The story takes a twist when they discover that the detective is alive. Lucky for them, he has lost his memory from the fall he suffered. Raj tells him he is John Matthews and he is married. Dolly tells him he is John Matthews and divorced. Govardhan tells him he is John Matthews, still a bachelor. Mangu tells him he is his friend and that he has a memory problem; under this pretense, he takes his watch and necklace saying that he forgot that Mangu actually gave it to him. Diesel runs into Govardhan and is about to beat him up when he tells him that Raj is her boyfriend. When Diesel runs into Raj, he tells him Govardhan is Dolly's boyfriend. Govardhan finds Dolly and tells her that instead of lying about love, she should be with the one who really loves her, Diesel. Dolly agrees and hugs Govardhan telling him he is a good guy. Unfortunately, Diesel mistakes the situation and starts to beat up Govardhan. Dolly saves Govardhan by telling Diesel that Govardhan convinced her to go back to him. Dolly leaves with Diesel.

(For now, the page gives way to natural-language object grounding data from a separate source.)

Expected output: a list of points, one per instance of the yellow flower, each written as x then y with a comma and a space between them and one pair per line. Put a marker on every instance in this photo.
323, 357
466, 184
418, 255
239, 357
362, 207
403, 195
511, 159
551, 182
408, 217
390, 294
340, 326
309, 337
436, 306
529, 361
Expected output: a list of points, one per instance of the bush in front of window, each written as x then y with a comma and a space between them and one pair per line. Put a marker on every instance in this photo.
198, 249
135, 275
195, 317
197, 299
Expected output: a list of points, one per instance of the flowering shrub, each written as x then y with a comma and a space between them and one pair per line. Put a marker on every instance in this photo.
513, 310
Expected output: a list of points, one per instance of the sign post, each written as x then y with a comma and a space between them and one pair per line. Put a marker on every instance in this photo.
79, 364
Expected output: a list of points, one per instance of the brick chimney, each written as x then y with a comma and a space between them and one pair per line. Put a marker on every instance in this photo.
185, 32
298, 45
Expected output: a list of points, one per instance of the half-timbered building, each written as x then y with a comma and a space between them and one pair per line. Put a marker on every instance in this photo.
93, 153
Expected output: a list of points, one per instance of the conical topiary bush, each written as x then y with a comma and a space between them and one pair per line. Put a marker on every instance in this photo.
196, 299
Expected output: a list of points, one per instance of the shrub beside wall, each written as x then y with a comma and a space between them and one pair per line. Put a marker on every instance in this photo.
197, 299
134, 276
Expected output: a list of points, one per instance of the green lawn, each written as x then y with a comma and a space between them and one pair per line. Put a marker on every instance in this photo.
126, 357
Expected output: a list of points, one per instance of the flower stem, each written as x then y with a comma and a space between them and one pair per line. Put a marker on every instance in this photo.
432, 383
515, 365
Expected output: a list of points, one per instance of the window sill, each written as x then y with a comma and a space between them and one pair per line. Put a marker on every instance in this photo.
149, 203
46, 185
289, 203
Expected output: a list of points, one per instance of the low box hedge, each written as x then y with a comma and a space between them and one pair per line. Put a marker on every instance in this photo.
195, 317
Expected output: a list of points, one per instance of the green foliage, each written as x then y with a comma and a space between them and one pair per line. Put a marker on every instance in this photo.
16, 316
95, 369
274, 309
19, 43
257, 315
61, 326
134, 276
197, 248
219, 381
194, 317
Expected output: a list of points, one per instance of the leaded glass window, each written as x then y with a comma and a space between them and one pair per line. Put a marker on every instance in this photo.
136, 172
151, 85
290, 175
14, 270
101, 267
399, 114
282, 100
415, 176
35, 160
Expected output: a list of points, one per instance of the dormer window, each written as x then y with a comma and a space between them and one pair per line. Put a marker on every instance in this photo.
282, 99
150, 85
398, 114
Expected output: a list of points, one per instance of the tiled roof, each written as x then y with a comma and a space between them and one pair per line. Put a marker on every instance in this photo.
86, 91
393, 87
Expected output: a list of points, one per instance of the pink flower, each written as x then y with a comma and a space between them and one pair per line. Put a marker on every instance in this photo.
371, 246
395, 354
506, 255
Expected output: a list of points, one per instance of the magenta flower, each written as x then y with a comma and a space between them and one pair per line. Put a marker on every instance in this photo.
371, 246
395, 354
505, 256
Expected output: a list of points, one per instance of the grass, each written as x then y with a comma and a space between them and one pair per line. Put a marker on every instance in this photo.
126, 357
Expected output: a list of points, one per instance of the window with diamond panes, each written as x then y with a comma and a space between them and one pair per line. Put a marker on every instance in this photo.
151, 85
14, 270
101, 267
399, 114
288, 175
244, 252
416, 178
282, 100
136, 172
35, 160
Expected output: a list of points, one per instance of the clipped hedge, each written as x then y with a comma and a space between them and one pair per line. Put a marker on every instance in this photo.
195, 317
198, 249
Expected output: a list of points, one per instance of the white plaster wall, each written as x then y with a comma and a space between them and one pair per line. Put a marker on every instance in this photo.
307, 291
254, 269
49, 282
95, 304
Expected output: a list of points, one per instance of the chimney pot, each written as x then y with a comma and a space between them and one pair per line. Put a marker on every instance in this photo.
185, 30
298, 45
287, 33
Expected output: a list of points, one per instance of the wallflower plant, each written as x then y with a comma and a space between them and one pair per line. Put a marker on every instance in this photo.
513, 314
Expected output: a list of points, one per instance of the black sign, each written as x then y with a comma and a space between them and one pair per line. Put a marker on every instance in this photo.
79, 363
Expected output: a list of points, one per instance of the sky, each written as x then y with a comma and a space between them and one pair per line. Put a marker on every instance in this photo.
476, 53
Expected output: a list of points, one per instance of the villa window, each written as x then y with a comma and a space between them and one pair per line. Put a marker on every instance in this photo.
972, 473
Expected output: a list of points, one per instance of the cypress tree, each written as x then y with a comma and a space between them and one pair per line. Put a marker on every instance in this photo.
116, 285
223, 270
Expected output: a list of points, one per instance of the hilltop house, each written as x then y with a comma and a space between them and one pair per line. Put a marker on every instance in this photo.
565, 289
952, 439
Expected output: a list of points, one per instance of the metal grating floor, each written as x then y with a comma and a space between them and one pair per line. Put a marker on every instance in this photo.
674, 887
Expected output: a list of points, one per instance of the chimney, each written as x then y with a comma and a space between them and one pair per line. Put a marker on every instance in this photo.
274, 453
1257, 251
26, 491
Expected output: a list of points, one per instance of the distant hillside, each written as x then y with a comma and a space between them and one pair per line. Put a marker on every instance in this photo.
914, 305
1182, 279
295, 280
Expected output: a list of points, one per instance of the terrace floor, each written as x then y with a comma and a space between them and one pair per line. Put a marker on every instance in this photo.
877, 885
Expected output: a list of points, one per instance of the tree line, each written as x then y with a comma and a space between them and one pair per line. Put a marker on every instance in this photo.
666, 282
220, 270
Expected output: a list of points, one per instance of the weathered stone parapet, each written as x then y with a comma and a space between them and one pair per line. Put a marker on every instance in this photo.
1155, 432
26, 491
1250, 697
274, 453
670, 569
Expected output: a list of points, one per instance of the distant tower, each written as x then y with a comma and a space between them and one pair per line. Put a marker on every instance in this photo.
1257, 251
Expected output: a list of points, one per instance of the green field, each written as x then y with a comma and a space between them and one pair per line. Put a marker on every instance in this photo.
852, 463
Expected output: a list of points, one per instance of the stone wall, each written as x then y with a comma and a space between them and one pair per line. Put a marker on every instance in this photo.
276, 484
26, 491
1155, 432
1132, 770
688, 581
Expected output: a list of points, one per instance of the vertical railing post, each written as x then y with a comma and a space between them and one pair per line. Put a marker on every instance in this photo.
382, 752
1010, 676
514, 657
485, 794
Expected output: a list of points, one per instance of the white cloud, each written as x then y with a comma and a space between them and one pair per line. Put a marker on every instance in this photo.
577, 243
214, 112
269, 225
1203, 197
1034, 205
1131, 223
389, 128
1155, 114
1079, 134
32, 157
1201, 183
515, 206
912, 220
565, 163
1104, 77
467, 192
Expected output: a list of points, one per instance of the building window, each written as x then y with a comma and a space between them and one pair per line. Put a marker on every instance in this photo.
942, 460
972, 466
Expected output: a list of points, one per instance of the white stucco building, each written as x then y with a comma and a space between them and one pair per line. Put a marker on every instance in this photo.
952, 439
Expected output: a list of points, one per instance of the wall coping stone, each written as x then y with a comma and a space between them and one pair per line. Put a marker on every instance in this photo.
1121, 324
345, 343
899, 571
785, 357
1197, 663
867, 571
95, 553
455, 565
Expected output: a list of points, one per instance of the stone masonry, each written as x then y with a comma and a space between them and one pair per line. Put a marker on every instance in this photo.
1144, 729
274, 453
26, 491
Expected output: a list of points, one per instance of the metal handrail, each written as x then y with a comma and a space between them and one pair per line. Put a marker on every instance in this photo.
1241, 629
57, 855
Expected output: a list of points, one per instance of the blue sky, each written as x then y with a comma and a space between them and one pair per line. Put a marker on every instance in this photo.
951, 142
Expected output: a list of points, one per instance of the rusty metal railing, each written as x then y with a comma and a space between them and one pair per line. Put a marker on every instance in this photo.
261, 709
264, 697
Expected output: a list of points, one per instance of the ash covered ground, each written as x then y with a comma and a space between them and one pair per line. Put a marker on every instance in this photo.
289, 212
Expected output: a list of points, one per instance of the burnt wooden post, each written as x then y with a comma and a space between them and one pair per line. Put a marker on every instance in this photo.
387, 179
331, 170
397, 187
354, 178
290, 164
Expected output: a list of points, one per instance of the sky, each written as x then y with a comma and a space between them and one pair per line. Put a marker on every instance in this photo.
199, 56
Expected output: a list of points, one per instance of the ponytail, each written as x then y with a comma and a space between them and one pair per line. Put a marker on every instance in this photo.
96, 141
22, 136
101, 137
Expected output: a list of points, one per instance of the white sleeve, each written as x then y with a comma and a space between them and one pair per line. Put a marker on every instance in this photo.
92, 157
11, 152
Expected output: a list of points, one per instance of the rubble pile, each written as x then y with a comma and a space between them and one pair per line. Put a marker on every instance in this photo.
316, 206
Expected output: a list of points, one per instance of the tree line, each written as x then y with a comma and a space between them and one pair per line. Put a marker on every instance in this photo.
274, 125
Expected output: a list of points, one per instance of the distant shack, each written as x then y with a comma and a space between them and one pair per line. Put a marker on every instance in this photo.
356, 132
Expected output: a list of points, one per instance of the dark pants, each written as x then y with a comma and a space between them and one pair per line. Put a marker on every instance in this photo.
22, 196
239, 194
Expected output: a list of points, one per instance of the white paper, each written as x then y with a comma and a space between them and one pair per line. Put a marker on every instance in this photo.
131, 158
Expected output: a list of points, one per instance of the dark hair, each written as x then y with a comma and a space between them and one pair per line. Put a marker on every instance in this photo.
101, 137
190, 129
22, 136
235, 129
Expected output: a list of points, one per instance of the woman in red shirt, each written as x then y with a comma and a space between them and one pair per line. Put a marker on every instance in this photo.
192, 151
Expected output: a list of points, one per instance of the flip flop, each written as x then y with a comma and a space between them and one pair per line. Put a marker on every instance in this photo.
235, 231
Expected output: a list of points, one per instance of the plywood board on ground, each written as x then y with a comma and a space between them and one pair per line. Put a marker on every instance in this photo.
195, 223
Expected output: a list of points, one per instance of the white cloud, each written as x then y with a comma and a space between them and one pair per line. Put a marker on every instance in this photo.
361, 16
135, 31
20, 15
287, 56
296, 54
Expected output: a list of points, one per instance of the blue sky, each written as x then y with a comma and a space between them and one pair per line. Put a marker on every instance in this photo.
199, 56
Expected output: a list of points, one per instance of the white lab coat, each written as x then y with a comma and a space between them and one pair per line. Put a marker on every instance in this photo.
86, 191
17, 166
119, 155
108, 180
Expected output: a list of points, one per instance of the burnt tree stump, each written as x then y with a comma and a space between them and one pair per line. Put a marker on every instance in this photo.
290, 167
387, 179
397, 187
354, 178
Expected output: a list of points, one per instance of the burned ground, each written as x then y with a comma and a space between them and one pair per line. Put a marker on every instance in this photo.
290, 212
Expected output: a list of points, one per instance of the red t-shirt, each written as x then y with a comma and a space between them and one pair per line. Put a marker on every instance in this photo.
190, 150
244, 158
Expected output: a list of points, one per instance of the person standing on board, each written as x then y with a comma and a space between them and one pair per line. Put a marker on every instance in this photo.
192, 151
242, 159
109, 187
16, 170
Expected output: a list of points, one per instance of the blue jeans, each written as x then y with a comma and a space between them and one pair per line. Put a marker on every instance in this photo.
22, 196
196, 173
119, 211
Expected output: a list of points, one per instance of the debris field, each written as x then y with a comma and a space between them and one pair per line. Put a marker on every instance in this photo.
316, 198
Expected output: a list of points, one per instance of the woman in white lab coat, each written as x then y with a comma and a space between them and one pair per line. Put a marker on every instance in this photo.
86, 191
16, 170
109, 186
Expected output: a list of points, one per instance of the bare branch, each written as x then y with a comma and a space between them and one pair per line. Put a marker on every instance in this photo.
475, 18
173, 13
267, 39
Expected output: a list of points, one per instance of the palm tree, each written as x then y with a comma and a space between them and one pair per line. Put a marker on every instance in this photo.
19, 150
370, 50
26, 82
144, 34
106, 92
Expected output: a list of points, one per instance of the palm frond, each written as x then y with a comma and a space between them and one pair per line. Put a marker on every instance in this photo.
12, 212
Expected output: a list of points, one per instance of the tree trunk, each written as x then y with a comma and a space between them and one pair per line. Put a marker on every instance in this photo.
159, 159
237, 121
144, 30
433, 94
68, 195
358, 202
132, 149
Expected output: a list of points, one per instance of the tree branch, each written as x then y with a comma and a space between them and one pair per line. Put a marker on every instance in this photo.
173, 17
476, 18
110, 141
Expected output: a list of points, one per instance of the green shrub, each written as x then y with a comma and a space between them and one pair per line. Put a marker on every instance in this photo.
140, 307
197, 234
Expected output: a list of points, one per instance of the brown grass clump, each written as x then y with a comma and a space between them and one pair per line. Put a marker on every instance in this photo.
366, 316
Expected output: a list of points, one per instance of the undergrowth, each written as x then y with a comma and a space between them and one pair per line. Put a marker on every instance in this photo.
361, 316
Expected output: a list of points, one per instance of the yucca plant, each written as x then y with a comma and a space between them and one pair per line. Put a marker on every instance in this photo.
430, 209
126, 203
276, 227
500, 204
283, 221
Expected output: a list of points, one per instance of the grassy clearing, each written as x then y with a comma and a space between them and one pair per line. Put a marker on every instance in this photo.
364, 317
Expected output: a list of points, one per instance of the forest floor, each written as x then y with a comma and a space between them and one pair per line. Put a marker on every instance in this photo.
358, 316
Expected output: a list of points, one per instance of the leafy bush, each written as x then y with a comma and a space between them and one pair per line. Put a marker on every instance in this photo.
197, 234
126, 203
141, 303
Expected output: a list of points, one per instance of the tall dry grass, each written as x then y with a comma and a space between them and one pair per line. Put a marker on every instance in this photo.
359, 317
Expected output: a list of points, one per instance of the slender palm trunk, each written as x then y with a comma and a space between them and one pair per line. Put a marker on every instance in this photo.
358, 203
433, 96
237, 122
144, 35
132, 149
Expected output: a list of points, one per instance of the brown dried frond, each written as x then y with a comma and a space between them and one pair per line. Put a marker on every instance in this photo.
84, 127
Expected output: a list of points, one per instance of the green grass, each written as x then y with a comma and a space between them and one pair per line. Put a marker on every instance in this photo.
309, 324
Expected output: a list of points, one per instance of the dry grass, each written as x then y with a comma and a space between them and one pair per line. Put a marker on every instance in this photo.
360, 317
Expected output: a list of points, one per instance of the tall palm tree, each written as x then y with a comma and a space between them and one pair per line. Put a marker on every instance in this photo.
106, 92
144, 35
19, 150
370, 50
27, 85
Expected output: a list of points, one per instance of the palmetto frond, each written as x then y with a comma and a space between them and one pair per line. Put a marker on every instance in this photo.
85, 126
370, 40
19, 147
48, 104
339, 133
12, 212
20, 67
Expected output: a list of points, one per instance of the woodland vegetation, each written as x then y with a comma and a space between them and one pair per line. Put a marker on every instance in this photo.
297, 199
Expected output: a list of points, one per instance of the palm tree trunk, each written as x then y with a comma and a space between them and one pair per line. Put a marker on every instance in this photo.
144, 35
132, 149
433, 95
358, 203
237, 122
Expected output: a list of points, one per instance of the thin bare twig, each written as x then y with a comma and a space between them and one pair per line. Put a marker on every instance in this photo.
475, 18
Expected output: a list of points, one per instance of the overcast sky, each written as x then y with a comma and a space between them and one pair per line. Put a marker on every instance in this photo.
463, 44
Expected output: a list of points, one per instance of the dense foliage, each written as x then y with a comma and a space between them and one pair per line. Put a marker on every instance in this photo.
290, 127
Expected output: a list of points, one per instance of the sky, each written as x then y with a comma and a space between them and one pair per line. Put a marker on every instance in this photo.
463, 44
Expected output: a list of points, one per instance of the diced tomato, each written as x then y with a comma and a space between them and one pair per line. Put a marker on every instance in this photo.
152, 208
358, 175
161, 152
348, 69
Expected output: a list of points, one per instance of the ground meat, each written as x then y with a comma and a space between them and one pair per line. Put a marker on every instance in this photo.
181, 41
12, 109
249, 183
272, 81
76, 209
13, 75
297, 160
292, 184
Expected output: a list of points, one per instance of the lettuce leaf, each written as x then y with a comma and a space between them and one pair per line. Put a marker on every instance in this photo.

Govardhan goes back to his sick mother in the hospital. (She is the one he did this all for. He needs money for her hospital bill and agreed to go along with everything Raj said.) He agrees to marry the woman of his mother's choice, Mala the nurse taking care of her. And Raj convinces Kiran that nothing is going on and they go home as well. In the midst of all this, the detective gets his memory back and goes to Kiran with the proof of her husband's infidelity. As he gets there, Kiran and Raj are about to leave for a second honeymoon. When the detective sees the love between Kiran and Raj, he loses hope and throws the camera with the proof of Raj and Dolly's affair. The camera lands on Kiran's foot, and she sees the pictures. The story ends with Raj crying.

== Cast ==
- Govinda as Rajiv "Raj" Saxena
- Ritesh Deshmukh as Govardhan / Pappu Plumber
- Lara Dutta as Dolly
- Sushmita Sen as Kiran Saxena
- Rajpal Yadav as Mangu
- Sohail Khan as Diesel Bhai
- Ranvir Shorey as John Matthews / Nunnu / Kiran's Detective
- Manoj Pahwa as Buntu
- Himani Shivpuri as Govardhan's Mom
- Rituparna Sengupta as Nurse Mala
- Ali Asgar as Bagga
- Satish Kaushik as Govardhan's Boss
- Sheela Sharma as Hotel Heritage's Hostess

==Songs==
The music for the album has been composed by the music director duo Nadeem–Shravan, who made their comeback after their split in 2006. The lyrics were penned by Sameer.
1. "Zulfein Khol Khaal Me" – Sonu Nigam, Anuradha Sriram
2. "O Meri Bebo, O Aaja Bebo" – Neeraj Shridhar, Anushka Manchanda
3. "Do Not Disturb" – Anushka Manchanda
4. "Dont Ever Leave Me" – Shreya Ghoshal, Shaan
5. "Mere Naal Mere Naal Chal Soniye" – Shreya Ghoshal, K. K., Earl Dsouza
6. "She Is A Beautiful Woman" – Sowmya Raoh, Neeraj Shridhar

== Reception ==
The film received mixed reviews from critics. Taran Adarsh rated it 3.5/5 and described it as one of David Dhawan's best works yet. The film opened to a poor response and grossed $213,525. Overall, it earned a net gross of ₹ 65 million, and also faced competition from Wake Up Sid which surpassed Do Knot Disturb completely.